I made it a few days thanks, surprisingly, to our local supermarket, which offered an astonishing amount of healthy and gluten-free products for a third-world country. Shocking.

Then I caved and had bread to test my theory. Bam. Sick. So I went a few more days without wheat- or flour-based products and tried again. Sick. I was starting to get the hint.

So I went another few days on a gluten-free diet, which slightly altered Paul’s eating options as well. I am the cook. He eats what he gets.

Then we went to Sydney and I decided to try one thing – a waffle for breakfast. Sick in the afternoon. The next day I faced the awful realization that I might not be allowed to have bread or pasta again. If I were born with such an allergy I wouldn’t feel this way. But the fact that I should have been born into an Italian family because I consume more bread and pasta in a year than all Americans combined means that suddenly not being able to have these foods again was going to be worse than giving up sugar.

When we returned from Sydney, I did my meal planning – gluten-free this time – and then I went shopping. I went an entire week on a gluten-free diet. During that week, I had another symptom that made me think that I might not have suddenly developed a wheat allergy after all. 

To test my theory, I went a little overboard. I had grilled chicken with spaghetti, an amazing slice of garlic bread and a fruit tart for dessert. No reaction! Turns out, I’m just fine. I guess I just had a bug or something that didn’t react well for a few weeks. I must say I was a little relieved – mostly because I didn’t have to put so much effort into meal planning.

It’s been two weeks since I have ended my gluten-free yo-yo diet and I must say that I learned quite a bit from my short experience limiting flour-based products. The key difference I felt was the ability to be satisfied without feeling overly full.

I also learned that limiting wheat-based foods left more room for proteins, fruits and vegetables throughout my day. I found myself eating oatmeal with fruit in the mornings, consuming more fruit and granola as snacks throughout the day and focusing more on proteins and vegetables for dinner. This is a great healthy plan.

I am glad that I had some experience with gluten-free meal planning because Paul has now joined the bandwagon. Last week I made grilled ham and cheese sandwiches for lunch. Though it’s not uber healthy, I did discover the Rachael Ray recipe the prior week and I had been looking forward to trying the oh-so-amazing-looking sandwich.

As I plopped the giant, tasty sandwiches onto two plates with a small side of potato wedges, Paul looked at his lunch and said, “Well, so much for giving up bread.”

“I’m sorry, what?

“I decided that I should stop eating so much bread. There’s this book called Wheat Belly...

“Well, it would have been nice to know before I started cooking.”

“No, I don’t have to tell you,” he jested. “You’re just supposed to read my mind and know these things.”

I’m semi-familiar with the Wheat Belly book. It’s the latest book in the gluten-free trend that is convincing some of my friends to alter their own diets for varying reasons.

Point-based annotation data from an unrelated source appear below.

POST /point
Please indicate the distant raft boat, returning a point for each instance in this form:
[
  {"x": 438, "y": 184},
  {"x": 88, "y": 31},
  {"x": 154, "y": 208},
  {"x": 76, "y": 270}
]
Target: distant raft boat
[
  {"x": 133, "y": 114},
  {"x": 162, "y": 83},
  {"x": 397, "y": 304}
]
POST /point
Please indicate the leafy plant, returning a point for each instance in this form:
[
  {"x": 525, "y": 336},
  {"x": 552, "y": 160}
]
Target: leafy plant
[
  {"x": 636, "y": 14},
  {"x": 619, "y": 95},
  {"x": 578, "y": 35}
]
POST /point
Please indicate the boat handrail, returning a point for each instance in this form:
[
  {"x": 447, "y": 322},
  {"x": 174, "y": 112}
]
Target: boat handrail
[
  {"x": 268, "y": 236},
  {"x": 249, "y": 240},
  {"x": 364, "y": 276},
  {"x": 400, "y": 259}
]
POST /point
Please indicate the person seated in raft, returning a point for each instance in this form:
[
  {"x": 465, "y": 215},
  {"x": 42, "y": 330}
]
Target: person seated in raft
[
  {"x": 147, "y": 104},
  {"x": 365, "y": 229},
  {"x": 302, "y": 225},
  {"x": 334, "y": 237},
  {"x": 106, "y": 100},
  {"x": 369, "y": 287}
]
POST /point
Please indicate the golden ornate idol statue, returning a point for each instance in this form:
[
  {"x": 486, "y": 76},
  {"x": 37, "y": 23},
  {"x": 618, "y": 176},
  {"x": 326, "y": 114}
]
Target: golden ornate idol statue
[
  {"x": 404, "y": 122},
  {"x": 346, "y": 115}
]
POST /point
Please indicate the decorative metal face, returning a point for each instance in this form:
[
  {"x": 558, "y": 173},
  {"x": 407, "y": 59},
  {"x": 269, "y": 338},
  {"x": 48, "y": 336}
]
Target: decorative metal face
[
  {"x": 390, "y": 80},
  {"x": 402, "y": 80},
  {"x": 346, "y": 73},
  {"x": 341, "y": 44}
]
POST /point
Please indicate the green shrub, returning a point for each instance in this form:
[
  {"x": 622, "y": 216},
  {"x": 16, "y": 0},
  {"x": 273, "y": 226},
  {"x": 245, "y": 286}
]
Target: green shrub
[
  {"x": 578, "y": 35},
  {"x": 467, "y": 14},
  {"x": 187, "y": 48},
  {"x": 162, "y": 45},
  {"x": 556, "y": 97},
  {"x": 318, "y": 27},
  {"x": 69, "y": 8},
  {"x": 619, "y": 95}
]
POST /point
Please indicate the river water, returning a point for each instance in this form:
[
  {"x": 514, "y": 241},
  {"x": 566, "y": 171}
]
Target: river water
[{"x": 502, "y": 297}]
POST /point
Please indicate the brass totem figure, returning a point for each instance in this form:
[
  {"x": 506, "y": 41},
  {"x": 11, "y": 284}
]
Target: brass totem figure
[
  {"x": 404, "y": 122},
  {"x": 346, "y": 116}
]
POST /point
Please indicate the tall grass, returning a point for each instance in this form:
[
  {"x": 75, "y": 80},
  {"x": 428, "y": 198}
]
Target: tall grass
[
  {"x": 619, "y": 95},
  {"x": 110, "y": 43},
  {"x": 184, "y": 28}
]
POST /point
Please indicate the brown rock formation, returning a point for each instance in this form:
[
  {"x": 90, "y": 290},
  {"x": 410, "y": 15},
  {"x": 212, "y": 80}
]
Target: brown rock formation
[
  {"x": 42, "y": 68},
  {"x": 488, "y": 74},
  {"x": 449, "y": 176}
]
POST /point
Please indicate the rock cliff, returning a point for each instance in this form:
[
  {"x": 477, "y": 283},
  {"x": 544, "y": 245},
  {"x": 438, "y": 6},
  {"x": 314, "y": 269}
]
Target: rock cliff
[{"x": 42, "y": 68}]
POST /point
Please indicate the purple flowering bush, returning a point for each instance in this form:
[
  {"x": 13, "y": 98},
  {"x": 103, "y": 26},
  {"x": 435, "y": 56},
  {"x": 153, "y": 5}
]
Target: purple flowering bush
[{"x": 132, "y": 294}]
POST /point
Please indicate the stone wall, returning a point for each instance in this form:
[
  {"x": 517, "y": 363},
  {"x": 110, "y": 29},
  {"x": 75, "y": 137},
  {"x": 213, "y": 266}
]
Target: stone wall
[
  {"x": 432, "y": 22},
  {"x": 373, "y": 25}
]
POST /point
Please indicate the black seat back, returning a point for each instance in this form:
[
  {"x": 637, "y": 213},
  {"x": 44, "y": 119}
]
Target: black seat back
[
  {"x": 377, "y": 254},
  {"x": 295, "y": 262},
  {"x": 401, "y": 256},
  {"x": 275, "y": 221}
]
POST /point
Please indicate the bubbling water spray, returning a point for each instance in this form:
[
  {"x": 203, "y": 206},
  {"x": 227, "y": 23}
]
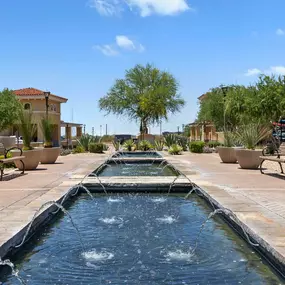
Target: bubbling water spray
[
  {"x": 15, "y": 272},
  {"x": 231, "y": 215},
  {"x": 50, "y": 203}
]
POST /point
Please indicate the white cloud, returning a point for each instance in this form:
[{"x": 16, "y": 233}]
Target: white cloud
[
  {"x": 278, "y": 70},
  {"x": 107, "y": 50},
  {"x": 106, "y": 7},
  {"x": 280, "y": 32},
  {"x": 252, "y": 72},
  {"x": 144, "y": 7},
  {"x": 125, "y": 43},
  {"x": 160, "y": 7}
]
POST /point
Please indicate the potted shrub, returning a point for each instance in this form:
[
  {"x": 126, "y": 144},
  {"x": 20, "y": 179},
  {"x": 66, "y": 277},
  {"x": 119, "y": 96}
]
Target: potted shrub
[
  {"x": 249, "y": 136},
  {"x": 158, "y": 145},
  {"x": 28, "y": 130},
  {"x": 196, "y": 146},
  {"x": 96, "y": 147},
  {"x": 227, "y": 152},
  {"x": 49, "y": 153},
  {"x": 129, "y": 145},
  {"x": 175, "y": 149}
]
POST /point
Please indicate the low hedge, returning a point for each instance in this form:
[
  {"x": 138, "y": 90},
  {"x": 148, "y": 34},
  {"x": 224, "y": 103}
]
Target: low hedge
[
  {"x": 96, "y": 147},
  {"x": 196, "y": 147}
]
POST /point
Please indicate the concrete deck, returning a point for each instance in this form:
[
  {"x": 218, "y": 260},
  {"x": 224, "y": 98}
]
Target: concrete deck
[
  {"x": 22, "y": 196},
  {"x": 257, "y": 200}
]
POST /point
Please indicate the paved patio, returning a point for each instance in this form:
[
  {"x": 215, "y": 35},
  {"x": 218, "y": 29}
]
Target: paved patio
[
  {"x": 258, "y": 200},
  {"x": 22, "y": 196}
]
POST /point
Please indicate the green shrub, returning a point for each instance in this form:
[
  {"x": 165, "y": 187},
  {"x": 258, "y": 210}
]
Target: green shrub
[
  {"x": 64, "y": 152},
  {"x": 175, "y": 149},
  {"x": 145, "y": 145},
  {"x": 196, "y": 147},
  {"x": 170, "y": 140},
  {"x": 105, "y": 147},
  {"x": 96, "y": 147},
  {"x": 8, "y": 165},
  {"x": 128, "y": 145},
  {"x": 213, "y": 144},
  {"x": 78, "y": 149},
  {"x": 116, "y": 145},
  {"x": 86, "y": 139},
  {"x": 183, "y": 142}
]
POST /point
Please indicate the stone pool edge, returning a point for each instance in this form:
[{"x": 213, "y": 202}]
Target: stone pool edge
[
  {"x": 213, "y": 195},
  {"x": 15, "y": 235}
]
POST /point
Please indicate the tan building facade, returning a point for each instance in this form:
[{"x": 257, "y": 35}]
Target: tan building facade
[{"x": 34, "y": 100}]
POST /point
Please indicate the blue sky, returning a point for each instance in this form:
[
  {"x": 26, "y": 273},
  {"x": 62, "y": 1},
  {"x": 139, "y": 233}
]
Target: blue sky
[{"x": 77, "y": 48}]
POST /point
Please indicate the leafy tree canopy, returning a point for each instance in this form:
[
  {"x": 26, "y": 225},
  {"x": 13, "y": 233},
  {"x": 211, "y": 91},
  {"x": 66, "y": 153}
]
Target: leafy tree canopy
[
  {"x": 145, "y": 95},
  {"x": 9, "y": 109},
  {"x": 262, "y": 102}
]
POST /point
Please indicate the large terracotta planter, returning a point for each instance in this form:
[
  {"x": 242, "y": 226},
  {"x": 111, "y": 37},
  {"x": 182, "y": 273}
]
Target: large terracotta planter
[
  {"x": 50, "y": 155},
  {"x": 31, "y": 160},
  {"x": 248, "y": 159},
  {"x": 227, "y": 154}
]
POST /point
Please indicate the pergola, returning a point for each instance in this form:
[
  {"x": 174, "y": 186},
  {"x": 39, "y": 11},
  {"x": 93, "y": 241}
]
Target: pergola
[{"x": 68, "y": 132}]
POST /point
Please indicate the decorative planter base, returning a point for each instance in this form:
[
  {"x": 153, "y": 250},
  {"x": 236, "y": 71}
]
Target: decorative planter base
[
  {"x": 31, "y": 160},
  {"x": 50, "y": 155},
  {"x": 227, "y": 154},
  {"x": 248, "y": 159}
]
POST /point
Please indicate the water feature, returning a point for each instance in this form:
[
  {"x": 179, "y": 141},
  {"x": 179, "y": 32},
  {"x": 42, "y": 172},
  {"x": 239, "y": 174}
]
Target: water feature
[
  {"x": 136, "y": 168},
  {"x": 137, "y": 154},
  {"x": 15, "y": 272},
  {"x": 139, "y": 239},
  {"x": 45, "y": 205}
]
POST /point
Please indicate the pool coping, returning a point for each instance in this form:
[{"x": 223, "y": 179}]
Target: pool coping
[
  {"x": 210, "y": 192},
  {"x": 213, "y": 196}
]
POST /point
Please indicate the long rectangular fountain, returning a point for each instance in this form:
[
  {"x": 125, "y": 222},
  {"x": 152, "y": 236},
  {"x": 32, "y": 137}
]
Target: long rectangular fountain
[{"x": 110, "y": 237}]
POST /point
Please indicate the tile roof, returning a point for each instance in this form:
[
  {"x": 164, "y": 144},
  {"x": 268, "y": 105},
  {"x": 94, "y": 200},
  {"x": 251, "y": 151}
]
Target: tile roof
[{"x": 32, "y": 92}]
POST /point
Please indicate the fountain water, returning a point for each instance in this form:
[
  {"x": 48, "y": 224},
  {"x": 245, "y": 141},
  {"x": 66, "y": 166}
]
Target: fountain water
[
  {"x": 100, "y": 183},
  {"x": 50, "y": 203},
  {"x": 163, "y": 161},
  {"x": 228, "y": 213},
  {"x": 15, "y": 272}
]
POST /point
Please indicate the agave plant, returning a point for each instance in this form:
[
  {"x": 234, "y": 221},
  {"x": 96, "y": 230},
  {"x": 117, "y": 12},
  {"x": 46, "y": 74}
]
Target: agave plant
[
  {"x": 47, "y": 129},
  {"x": 28, "y": 128},
  {"x": 159, "y": 145},
  {"x": 170, "y": 140},
  {"x": 251, "y": 134},
  {"x": 128, "y": 145},
  {"x": 116, "y": 145}
]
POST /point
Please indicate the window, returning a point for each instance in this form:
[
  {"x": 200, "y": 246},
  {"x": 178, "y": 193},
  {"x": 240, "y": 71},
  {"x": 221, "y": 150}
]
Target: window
[{"x": 27, "y": 106}]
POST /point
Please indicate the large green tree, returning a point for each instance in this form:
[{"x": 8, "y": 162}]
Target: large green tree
[
  {"x": 146, "y": 95},
  {"x": 9, "y": 109}
]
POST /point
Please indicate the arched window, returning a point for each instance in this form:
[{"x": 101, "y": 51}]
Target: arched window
[{"x": 27, "y": 106}]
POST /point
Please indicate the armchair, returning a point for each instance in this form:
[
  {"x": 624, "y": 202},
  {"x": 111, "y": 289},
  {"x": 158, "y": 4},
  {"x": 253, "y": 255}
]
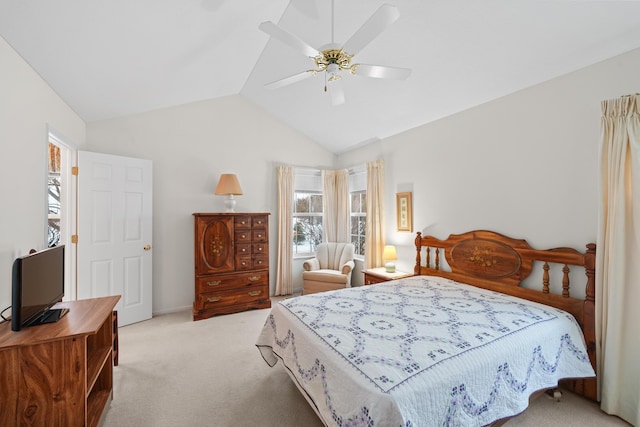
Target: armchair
[{"x": 330, "y": 269}]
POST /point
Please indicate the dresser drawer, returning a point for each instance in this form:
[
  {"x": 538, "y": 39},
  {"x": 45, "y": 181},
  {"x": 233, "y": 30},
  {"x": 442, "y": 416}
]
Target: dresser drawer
[
  {"x": 259, "y": 221},
  {"x": 211, "y": 300},
  {"x": 260, "y": 248},
  {"x": 237, "y": 281},
  {"x": 242, "y": 222},
  {"x": 243, "y": 236},
  {"x": 243, "y": 249},
  {"x": 261, "y": 261},
  {"x": 259, "y": 236}
]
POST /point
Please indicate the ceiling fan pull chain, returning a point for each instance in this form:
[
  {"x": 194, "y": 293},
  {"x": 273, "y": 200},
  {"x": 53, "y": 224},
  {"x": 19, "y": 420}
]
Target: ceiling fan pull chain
[{"x": 332, "y": 22}]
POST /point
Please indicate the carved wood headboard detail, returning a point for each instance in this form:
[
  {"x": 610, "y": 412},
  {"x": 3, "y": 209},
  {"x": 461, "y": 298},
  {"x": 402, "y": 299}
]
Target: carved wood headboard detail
[{"x": 493, "y": 261}]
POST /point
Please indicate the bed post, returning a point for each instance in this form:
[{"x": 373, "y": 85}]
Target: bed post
[
  {"x": 416, "y": 269},
  {"x": 589, "y": 318}
]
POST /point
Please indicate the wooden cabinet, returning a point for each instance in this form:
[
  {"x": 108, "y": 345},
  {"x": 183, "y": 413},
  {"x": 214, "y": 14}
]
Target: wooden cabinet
[
  {"x": 59, "y": 374},
  {"x": 231, "y": 263},
  {"x": 378, "y": 275}
]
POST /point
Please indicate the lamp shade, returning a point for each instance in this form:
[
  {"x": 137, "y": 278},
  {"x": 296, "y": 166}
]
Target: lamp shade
[
  {"x": 389, "y": 253},
  {"x": 228, "y": 184}
]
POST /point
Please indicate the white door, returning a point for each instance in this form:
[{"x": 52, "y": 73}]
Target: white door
[{"x": 114, "y": 232}]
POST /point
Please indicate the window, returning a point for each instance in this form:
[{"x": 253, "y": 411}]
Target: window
[
  {"x": 53, "y": 196},
  {"x": 358, "y": 193},
  {"x": 307, "y": 211},
  {"x": 307, "y": 222},
  {"x": 358, "y": 220}
]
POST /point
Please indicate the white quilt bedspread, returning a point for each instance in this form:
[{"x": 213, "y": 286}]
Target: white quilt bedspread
[{"x": 421, "y": 351}]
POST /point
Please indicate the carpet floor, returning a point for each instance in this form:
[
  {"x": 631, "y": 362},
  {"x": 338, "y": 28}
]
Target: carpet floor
[{"x": 176, "y": 372}]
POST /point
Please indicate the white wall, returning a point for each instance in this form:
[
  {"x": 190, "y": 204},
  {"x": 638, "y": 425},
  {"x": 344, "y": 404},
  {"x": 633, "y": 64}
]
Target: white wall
[
  {"x": 190, "y": 146},
  {"x": 28, "y": 107},
  {"x": 525, "y": 165}
]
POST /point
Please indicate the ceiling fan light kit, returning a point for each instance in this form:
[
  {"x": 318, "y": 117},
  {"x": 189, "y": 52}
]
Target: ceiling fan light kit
[{"x": 333, "y": 59}]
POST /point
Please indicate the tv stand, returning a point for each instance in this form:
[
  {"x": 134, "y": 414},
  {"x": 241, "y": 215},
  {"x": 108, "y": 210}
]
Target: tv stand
[{"x": 59, "y": 373}]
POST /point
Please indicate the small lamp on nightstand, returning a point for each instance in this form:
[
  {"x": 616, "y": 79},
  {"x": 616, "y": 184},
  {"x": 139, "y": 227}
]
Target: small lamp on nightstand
[
  {"x": 389, "y": 255},
  {"x": 229, "y": 186}
]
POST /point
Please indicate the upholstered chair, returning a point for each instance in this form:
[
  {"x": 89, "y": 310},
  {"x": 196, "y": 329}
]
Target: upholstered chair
[{"x": 330, "y": 269}]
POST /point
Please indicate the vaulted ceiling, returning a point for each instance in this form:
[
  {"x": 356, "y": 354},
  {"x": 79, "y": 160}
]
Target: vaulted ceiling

One friend has Type I diabetes; her doctor recommended she try a gluten-free diet so she started reading the book to understand more about wheat products and how they can benefit people who suffer from diabetes.

Others I think are just trying yet another diet fad. I explained to Paul that eliminating wheat-based foods from his diet can cause complications later when he reintroduces those foods back into his diet (see anything related to Adkins). He gave up sugar for a year but he won’t last that long without pizza, chicken parm sandwiches and, for that matter, chicken parm.

So we decided to go with a lighter approach – we will continue to plan – correction, I will continue to plan gluten-free meals but we will still have wheat-based products sporadically throughout the week so that we still have the ability to eat bread and pasta; we will just focus those products early in the day. Everything in moderation.

I will let you know how long this challenge lasts.